Setting Up Your Own Planet Aggregator

Many times when you're on the road, you don't have full access to your aggregator, but you still want to be able to keep up with some recent entries. A number of services offer you the ability to manage your subscriptions online, but many people have no interest in using web-based tools for aggregation all the time. However, it is possible to aggregate your feeds in a web based aggregator without the hassle of having to scroll through hundreds of unread items from maintaining your feeds in a service like Bloglines, by setting up a Planet-based aggregator.

PlanetPlanet is a software package which uses Mark Pilgrim's Universal Feed Parser to retrieve and parse RSS feeds, then creates an HTML and RSS output from these feeds. It offers a way to collect a number of similar blogs and put them together -- there are Planet sites which aggregate feeds about PHP, Python, Apache, Gnome, and more. It also offers a way to aggregate your personal feeds so that you can read the Planet page at any point and see the most recent posts among them. It does not offer a number of advanced features found in more complex web based aggregators, but for many purposes, it can ideally fit the bill.

Prerequisites

In order to set up your own Planet aggregator, you will need to have a machine which can act as a 0, which has Python 2.3 or greater installed. This is the only prerequisite for setting up your own Planet: all libraries needed to run the Planet are included in the distribution.

Getting the Planet Code

PlanetPlanet software is maintained in several darcs repositories. However, due to the difficulty of retrieving the source from the GNU Arch repositories, this software has been packaged by a third party for easy installation. Simply download the planet software from http://crschmidt.net/packages/ to the web server. Once you have done this, expand the tarball: this will create a directory called planet-release with the code in it.

Setting up Planet

Once you have the code downloaded and extracted, you can start adding the sites you wish to have feed your aggregator. Inside the extracted directory is a ``config'' folder, with a ``config.ini'' file, as well as a number of template files. The config.ini is the important one, and is well documented with comments. You can see a set of example fields in the file for the [Planet] section: these can be replaced with your own contact information. You should set the output_dir variable to be the output directory for HTML and other files generated by the planet software. At the bottom of the file, you provide the URLs of the feeds you wish to aggregate, with a name attached to each. Follow the examples already in the file for this section.
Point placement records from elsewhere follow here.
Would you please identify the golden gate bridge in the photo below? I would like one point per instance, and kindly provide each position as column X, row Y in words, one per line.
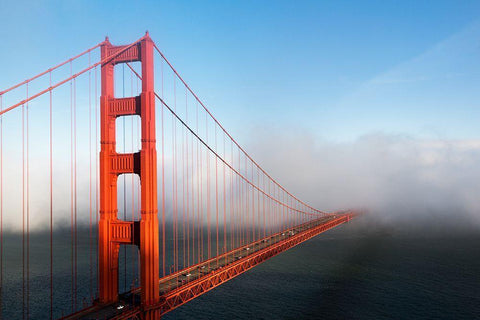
column 138, row 232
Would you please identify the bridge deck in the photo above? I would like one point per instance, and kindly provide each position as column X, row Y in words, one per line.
column 183, row 286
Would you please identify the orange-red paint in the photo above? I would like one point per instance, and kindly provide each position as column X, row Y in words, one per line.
column 112, row 231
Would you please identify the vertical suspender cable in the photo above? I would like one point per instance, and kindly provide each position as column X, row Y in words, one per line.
column 124, row 186
column 90, row 177
column 23, row 211
column 51, row 198
column 28, row 213
column 216, row 188
column 75, row 184
column 1, row 206
column 71, row 196
column 163, row 181
column 96, row 172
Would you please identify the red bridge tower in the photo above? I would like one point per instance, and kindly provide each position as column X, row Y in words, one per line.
column 112, row 231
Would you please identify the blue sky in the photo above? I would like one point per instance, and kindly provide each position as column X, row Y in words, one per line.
column 340, row 69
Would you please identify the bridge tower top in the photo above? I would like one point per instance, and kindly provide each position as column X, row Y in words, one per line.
column 114, row 232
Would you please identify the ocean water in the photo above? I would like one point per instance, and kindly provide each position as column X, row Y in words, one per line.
column 360, row 270
column 356, row 272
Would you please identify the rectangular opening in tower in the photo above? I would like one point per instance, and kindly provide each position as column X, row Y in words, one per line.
column 128, row 134
column 128, row 197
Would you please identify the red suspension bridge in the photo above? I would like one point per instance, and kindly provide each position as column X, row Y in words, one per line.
column 171, row 208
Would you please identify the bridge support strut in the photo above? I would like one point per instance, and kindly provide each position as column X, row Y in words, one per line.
column 114, row 232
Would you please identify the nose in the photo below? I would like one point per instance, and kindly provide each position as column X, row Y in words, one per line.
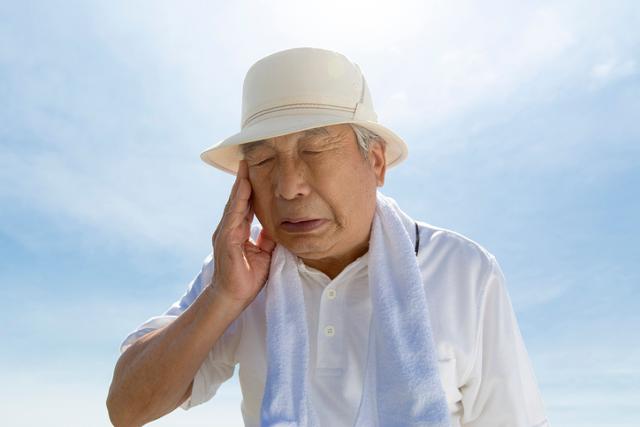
column 290, row 181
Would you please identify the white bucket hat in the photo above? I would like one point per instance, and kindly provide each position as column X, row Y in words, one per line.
column 299, row 89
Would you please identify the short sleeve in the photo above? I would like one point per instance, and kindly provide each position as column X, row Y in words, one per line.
column 500, row 389
column 219, row 364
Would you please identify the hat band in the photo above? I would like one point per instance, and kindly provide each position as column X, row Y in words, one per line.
column 305, row 105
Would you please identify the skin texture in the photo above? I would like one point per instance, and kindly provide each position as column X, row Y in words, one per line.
column 321, row 177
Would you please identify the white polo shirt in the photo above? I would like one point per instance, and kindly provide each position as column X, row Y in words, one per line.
column 484, row 367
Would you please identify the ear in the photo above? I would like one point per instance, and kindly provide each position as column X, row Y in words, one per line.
column 378, row 161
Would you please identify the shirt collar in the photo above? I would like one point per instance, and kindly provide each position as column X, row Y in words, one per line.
column 355, row 267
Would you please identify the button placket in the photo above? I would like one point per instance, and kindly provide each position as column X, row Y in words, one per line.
column 331, row 333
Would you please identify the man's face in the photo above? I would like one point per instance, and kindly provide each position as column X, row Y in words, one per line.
column 314, row 192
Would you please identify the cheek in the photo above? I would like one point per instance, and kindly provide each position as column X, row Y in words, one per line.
column 259, row 199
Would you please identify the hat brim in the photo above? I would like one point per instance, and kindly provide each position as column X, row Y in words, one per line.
column 226, row 154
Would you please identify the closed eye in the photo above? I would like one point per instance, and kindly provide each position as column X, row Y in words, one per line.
column 263, row 161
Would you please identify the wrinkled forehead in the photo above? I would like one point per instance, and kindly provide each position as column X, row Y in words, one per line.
column 319, row 133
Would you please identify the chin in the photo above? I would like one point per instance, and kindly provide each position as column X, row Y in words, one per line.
column 310, row 247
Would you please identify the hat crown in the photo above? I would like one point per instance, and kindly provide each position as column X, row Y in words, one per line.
column 301, row 78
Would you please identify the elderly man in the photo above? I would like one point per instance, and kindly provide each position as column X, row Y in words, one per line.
column 339, row 308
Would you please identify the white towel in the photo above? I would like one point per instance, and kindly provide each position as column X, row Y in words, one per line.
column 402, row 384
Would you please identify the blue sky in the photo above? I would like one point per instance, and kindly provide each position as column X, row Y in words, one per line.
column 524, row 135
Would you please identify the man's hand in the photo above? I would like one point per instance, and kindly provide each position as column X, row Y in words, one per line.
column 241, row 266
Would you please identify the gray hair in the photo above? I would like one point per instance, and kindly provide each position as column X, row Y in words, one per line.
column 365, row 138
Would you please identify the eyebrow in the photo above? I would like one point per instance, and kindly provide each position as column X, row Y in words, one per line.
column 252, row 146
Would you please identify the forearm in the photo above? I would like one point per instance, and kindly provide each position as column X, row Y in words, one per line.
column 152, row 376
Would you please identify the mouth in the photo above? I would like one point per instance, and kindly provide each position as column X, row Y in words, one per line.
column 300, row 225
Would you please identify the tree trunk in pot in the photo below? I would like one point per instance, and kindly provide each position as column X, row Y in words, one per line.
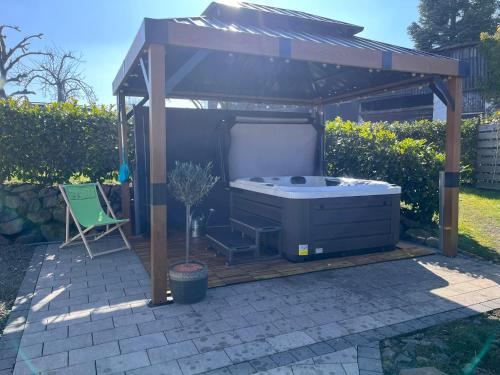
column 188, row 229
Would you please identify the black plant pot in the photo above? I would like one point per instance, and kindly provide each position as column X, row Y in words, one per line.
column 188, row 286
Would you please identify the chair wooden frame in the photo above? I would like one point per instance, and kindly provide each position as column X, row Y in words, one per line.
column 82, row 232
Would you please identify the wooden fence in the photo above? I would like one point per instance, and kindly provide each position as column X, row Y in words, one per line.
column 488, row 156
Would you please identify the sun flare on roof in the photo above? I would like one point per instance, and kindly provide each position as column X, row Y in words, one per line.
column 231, row 3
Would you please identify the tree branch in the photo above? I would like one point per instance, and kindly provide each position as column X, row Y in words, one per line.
column 23, row 44
column 24, row 91
column 18, row 58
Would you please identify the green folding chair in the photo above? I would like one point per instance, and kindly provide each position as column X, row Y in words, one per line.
column 84, row 207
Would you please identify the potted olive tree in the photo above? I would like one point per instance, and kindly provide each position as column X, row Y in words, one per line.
column 189, row 183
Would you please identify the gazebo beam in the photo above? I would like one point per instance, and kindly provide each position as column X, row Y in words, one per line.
column 257, row 44
column 158, row 173
column 123, row 152
column 452, row 169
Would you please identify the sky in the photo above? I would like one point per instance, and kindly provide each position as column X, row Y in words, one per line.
column 102, row 30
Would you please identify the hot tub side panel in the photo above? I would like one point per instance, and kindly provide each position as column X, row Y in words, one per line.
column 343, row 225
column 325, row 225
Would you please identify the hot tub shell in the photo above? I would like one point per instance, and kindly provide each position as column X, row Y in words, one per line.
column 319, row 220
column 316, row 219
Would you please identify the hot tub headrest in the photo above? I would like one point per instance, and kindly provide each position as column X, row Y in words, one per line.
column 297, row 180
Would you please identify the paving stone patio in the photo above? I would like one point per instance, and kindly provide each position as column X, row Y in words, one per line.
column 77, row 316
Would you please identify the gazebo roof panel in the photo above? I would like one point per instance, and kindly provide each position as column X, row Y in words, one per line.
column 351, row 41
column 264, row 15
column 302, row 44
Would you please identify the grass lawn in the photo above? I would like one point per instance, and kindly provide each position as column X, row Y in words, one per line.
column 465, row 346
column 14, row 260
column 479, row 222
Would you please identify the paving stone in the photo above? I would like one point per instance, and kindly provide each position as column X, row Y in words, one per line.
column 283, row 358
column 302, row 353
column 320, row 348
column 32, row 351
column 348, row 355
column 422, row 371
column 248, row 351
column 7, row 363
column 124, row 362
column 331, row 369
column 357, row 339
column 360, row 323
column 264, row 363
column 158, row 325
column 134, row 318
column 244, row 368
column 110, row 312
column 369, row 352
column 93, row 352
column 204, row 362
column 165, row 368
column 263, row 317
column 69, row 343
column 257, row 332
column 283, row 370
column 370, row 364
column 351, row 368
column 88, row 327
column 195, row 318
column 339, row 343
column 289, row 341
column 87, row 368
column 115, row 334
column 219, row 371
column 172, row 351
column 35, row 338
column 326, row 331
column 217, row 341
column 295, row 323
column 227, row 324
column 142, row 342
column 46, row 363
column 186, row 333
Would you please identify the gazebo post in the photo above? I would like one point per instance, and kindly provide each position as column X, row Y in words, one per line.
column 158, row 173
column 123, row 143
column 452, row 168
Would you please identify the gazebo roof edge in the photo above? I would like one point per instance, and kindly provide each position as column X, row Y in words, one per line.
column 212, row 34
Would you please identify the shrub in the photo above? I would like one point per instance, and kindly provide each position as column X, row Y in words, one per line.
column 56, row 142
column 374, row 151
column 434, row 132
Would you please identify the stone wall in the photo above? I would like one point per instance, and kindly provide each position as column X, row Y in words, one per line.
column 34, row 213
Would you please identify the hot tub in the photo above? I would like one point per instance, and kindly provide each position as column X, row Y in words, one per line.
column 321, row 215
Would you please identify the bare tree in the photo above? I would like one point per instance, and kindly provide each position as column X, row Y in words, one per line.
column 11, row 68
column 60, row 76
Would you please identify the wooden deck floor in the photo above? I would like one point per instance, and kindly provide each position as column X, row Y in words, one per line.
column 220, row 274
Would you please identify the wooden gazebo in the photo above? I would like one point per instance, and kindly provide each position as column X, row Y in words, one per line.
column 255, row 53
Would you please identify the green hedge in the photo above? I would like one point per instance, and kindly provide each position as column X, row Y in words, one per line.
column 56, row 142
column 434, row 132
column 407, row 154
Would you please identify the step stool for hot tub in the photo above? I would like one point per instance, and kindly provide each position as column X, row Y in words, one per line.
column 254, row 227
column 230, row 243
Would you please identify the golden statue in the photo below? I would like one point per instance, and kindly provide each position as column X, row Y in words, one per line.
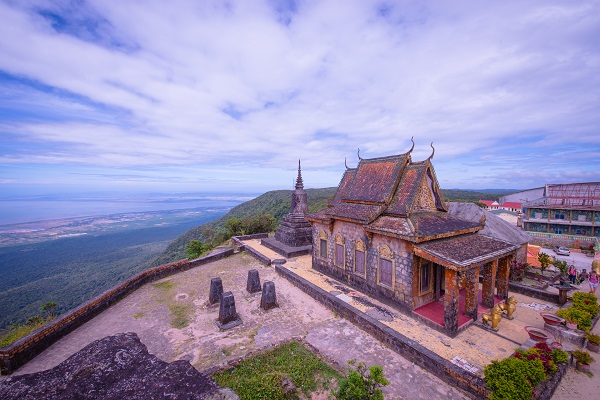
column 495, row 315
column 509, row 306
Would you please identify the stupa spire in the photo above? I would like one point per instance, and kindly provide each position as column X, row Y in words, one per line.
column 299, row 183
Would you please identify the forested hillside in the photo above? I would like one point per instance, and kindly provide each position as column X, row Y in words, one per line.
column 276, row 203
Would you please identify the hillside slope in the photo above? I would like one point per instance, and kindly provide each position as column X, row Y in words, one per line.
column 276, row 202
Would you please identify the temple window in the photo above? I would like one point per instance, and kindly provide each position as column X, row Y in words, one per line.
column 425, row 273
column 359, row 257
column 339, row 251
column 386, row 276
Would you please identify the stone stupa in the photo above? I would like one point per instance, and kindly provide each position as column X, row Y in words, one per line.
column 294, row 235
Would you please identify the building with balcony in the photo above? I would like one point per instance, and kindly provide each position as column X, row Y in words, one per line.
column 565, row 209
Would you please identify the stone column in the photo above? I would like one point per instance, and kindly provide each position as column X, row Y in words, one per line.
column 216, row 290
column 502, row 277
column 253, row 283
column 472, row 290
column 489, row 283
column 451, row 300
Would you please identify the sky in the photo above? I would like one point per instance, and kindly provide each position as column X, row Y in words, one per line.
column 226, row 96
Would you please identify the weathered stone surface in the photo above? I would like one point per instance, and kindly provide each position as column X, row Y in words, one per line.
column 253, row 284
column 228, row 316
column 115, row 367
column 269, row 298
column 216, row 290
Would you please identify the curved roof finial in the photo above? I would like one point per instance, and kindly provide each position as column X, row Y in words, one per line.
column 432, row 151
column 413, row 146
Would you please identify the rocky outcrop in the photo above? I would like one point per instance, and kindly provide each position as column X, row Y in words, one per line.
column 116, row 367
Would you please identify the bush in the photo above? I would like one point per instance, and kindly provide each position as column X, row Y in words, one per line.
column 513, row 378
column 586, row 302
column 362, row 383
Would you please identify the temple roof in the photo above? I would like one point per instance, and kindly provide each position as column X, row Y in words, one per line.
column 463, row 251
column 395, row 196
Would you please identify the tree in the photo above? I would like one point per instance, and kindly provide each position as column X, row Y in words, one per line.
column 544, row 260
column 362, row 382
column 195, row 249
column 49, row 307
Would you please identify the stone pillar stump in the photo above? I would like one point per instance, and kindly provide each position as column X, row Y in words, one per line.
column 228, row 317
column 268, row 299
column 216, row 291
column 253, row 284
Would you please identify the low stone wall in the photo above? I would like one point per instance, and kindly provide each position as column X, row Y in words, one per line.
column 533, row 292
column 26, row 348
column 425, row 358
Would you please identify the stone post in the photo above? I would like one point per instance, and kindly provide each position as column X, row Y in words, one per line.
column 228, row 317
column 253, row 284
column 502, row 277
column 216, row 291
column 471, row 289
column 451, row 300
column 489, row 283
column 268, row 299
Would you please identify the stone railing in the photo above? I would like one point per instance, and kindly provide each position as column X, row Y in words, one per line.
column 18, row 353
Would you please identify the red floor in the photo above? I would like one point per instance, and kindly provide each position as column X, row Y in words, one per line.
column 435, row 311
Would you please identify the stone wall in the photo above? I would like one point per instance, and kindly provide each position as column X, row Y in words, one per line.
column 347, row 234
column 26, row 348
column 425, row 358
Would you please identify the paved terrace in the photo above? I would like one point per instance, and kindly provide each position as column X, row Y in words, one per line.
column 148, row 312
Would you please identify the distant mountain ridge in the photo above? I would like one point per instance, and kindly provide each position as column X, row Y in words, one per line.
column 277, row 203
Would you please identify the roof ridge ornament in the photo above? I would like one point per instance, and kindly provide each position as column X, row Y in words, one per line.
column 413, row 146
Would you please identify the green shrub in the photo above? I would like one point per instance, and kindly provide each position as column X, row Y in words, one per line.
column 560, row 356
column 582, row 357
column 586, row 302
column 362, row 383
column 513, row 378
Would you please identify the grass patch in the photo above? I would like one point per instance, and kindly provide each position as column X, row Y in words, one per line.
column 16, row 332
column 260, row 377
column 164, row 285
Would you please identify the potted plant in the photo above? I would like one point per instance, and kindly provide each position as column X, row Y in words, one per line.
column 583, row 359
column 593, row 343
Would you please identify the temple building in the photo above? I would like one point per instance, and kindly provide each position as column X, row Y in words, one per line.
column 387, row 232
column 294, row 234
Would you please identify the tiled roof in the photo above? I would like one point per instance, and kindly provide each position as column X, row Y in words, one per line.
column 407, row 189
column 374, row 179
column 441, row 224
column 353, row 211
column 393, row 225
column 466, row 250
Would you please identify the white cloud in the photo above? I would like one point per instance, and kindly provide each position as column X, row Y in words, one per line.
column 342, row 74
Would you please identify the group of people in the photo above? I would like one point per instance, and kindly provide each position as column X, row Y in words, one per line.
column 578, row 278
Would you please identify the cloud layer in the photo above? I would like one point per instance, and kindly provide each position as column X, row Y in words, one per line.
column 239, row 90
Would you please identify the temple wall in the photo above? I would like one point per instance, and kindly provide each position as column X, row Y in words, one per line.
column 401, row 256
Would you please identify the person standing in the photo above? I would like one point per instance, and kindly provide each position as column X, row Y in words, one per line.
column 593, row 281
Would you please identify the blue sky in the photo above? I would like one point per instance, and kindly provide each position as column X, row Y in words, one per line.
column 226, row 96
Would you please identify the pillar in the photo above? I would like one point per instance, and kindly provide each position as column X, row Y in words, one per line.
column 451, row 300
column 472, row 290
column 489, row 283
column 502, row 277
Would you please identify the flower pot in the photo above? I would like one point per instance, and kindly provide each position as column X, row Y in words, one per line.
column 582, row 367
column 593, row 347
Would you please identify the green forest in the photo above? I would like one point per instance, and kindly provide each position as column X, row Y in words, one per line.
column 74, row 270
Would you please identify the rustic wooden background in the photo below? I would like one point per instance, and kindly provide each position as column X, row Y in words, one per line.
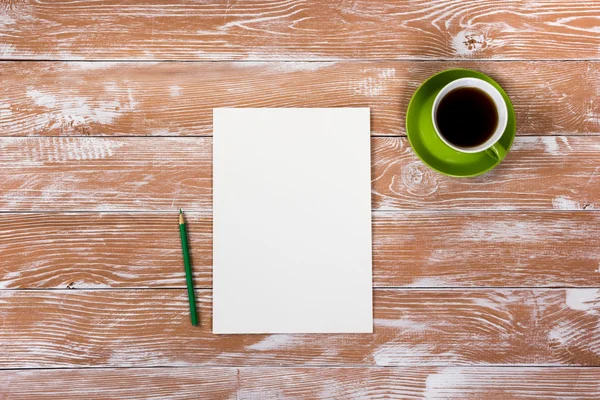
column 485, row 288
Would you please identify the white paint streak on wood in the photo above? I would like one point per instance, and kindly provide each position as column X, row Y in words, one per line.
column 583, row 299
column 275, row 342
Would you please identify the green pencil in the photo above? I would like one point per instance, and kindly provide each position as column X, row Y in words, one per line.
column 188, row 269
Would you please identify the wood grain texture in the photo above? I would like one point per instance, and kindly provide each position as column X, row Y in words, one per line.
column 73, row 328
column 143, row 174
column 161, row 99
column 247, row 383
column 418, row 249
column 299, row 29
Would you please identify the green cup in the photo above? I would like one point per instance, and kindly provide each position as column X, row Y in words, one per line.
column 491, row 146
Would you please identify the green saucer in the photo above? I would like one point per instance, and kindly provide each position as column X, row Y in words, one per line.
column 430, row 148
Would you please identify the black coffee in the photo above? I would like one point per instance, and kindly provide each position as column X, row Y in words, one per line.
column 467, row 117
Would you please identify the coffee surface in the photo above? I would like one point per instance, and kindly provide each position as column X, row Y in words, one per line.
column 467, row 117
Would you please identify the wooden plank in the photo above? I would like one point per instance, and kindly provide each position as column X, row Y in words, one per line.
column 245, row 383
column 284, row 29
column 143, row 174
column 73, row 328
column 90, row 98
column 418, row 249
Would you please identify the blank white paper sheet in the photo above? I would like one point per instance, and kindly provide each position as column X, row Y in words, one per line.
column 292, row 220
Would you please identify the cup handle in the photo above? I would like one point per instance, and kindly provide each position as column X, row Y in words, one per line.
column 496, row 151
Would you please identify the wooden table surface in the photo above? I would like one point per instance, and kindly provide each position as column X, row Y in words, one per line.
column 485, row 288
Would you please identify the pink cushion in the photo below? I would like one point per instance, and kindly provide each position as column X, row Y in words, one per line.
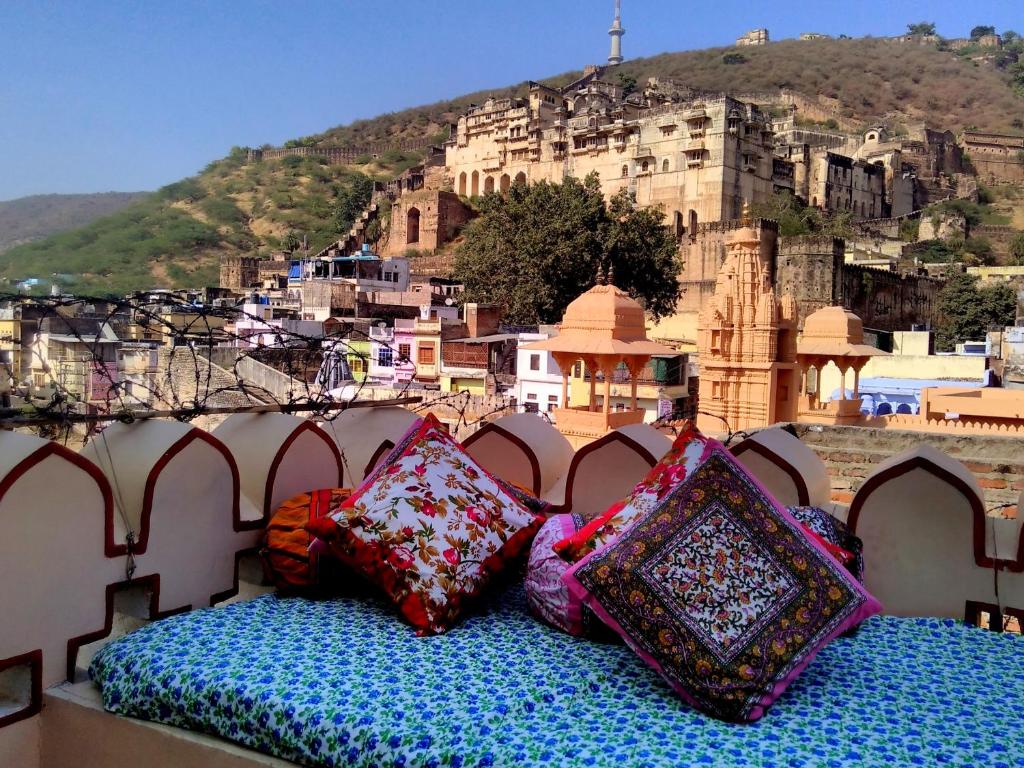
column 547, row 594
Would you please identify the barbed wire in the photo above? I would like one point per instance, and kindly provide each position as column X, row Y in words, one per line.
column 89, row 360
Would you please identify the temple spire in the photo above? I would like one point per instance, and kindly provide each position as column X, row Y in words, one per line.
column 616, row 32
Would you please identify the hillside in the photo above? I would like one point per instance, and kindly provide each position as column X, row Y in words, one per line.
column 875, row 78
column 175, row 237
column 38, row 216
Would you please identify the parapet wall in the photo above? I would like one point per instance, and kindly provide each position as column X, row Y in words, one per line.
column 852, row 453
column 340, row 154
column 889, row 301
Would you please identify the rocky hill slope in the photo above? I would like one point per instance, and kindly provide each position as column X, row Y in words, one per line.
column 175, row 237
column 37, row 216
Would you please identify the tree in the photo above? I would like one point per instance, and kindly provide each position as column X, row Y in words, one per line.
column 1017, row 249
column 981, row 248
column 351, row 200
column 642, row 254
column 292, row 242
column 538, row 247
column 922, row 28
column 967, row 311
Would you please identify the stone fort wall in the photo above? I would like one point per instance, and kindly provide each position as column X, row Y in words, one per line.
column 813, row 271
column 852, row 453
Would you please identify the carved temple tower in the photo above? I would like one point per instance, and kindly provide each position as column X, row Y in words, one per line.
column 747, row 338
column 616, row 32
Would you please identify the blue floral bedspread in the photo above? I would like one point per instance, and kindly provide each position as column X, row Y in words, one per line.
column 345, row 682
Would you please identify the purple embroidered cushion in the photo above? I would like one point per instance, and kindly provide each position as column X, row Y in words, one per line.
column 836, row 532
column 720, row 590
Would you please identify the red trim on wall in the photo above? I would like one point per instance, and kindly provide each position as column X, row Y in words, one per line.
column 55, row 449
column 271, row 474
column 976, row 504
column 114, row 550
column 535, row 465
column 803, row 495
column 34, row 659
column 590, row 448
column 383, row 450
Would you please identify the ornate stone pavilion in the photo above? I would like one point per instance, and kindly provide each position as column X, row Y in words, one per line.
column 604, row 329
column 833, row 335
column 747, row 343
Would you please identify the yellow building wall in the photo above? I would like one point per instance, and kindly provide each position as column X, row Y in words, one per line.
column 457, row 384
column 679, row 329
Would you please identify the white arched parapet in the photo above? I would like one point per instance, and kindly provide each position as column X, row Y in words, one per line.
column 929, row 547
column 607, row 469
column 280, row 456
column 787, row 468
column 521, row 449
column 365, row 434
column 55, row 523
column 176, row 489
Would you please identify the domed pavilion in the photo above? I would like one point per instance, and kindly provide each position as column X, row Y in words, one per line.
column 604, row 328
column 835, row 335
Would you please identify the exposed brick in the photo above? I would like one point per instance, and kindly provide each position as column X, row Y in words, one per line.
column 978, row 468
column 842, row 457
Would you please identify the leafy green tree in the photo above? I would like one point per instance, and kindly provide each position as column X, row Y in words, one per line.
column 643, row 254
column 1017, row 249
column 922, row 28
column 292, row 242
column 351, row 200
column 540, row 246
column 980, row 248
column 969, row 310
column 628, row 83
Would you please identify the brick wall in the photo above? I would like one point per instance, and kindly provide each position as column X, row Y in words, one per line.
column 852, row 454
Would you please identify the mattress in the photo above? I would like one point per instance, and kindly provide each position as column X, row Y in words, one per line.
column 345, row 682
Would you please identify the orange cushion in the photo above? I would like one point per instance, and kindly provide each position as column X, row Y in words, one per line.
column 287, row 559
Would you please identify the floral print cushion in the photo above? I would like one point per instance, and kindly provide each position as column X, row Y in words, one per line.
column 684, row 456
column 303, row 680
column 722, row 592
column 430, row 527
column 547, row 595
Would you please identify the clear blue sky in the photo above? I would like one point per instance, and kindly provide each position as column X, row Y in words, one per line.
column 131, row 94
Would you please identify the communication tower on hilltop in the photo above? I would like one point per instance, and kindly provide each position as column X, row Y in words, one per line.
column 616, row 32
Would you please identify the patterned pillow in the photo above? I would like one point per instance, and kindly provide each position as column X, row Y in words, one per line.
column 686, row 453
column 836, row 536
column 721, row 592
column 430, row 527
column 547, row 594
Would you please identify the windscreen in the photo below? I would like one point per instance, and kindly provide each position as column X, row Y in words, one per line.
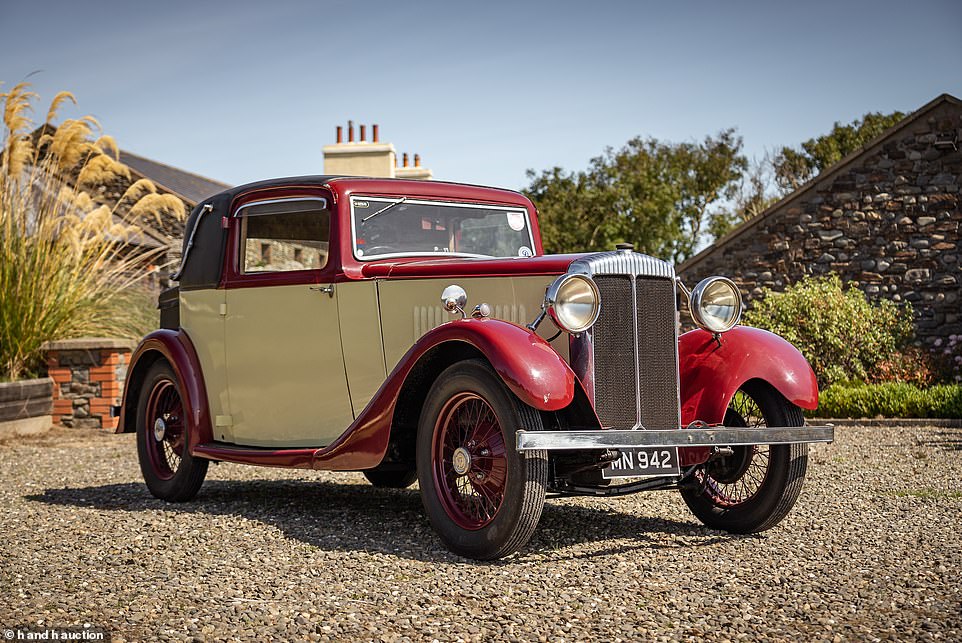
column 406, row 227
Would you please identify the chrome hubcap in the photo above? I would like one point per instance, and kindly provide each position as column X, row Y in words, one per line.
column 159, row 429
column 461, row 461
Once you have set all the variables in the configuration file, it is possible to perform a check-run of the Planet setup: change to the top level directory of the archive (planet-release) and run the command ``python planet.py config/config.ini''. This will activate the Planet software, doing a first run of all the items in the configuration file. This will display a large amount of debugging information, after which you should be able to visit the location on your 0 you directed the planet output.

Running the Planet

The Planet code on its own will not run automatically - there is no daemon which runs and waits for updates. Instead, it is designed to be run via a cron script. Typically, aggregators tend to adopt relatively low refresh rates to prevent extreme load on servers. The typical wait between refreshes is about an hour: we'll use this when setting up cron for our aggregator.

To edit your crontab, type ``crontab -e''. This will open the crontab in your preferred editor. The line you need to enter with start with a random number from 0 to 59 -- the minute of the hour on which the aggregator will refresh feeds. Because so many aggregators do this on the hour, it may be beneficial to stagger this time somewhat from the typical hit times of the top or bottom. I have mine set to run at 23 past the hour. For me, the resulting crontab line is:


   23 * * * * /home/crschmidt/planet-release/planet.py /home/crschmidt/planet-release/config/config.ini

This will run the aggregator every hour, updating the HTML and other templates with the new information as needed. Note that you will need to adjust the path to both your Python script and the config file.

If you're maintaining this aggregator for anyone other than yourself, or even if it's only for you, you may wish to adjust the layout of the HTML output. These changes can be achieved by editing the template files alongside the config.ini in the config directory. The index.html.tmpl is the main Planet file: this is the file that controls the HTML behind the Planet. Here, you can edit the layout, add CSS, or perform any other necessary changes. Again, this file is well commented with tips and tricks for editing it, and if you're interested you can also edit the actual layout of the entries or other aspects of the aggregator output. Note that this is not necessary to make things work - but it will help them to look better.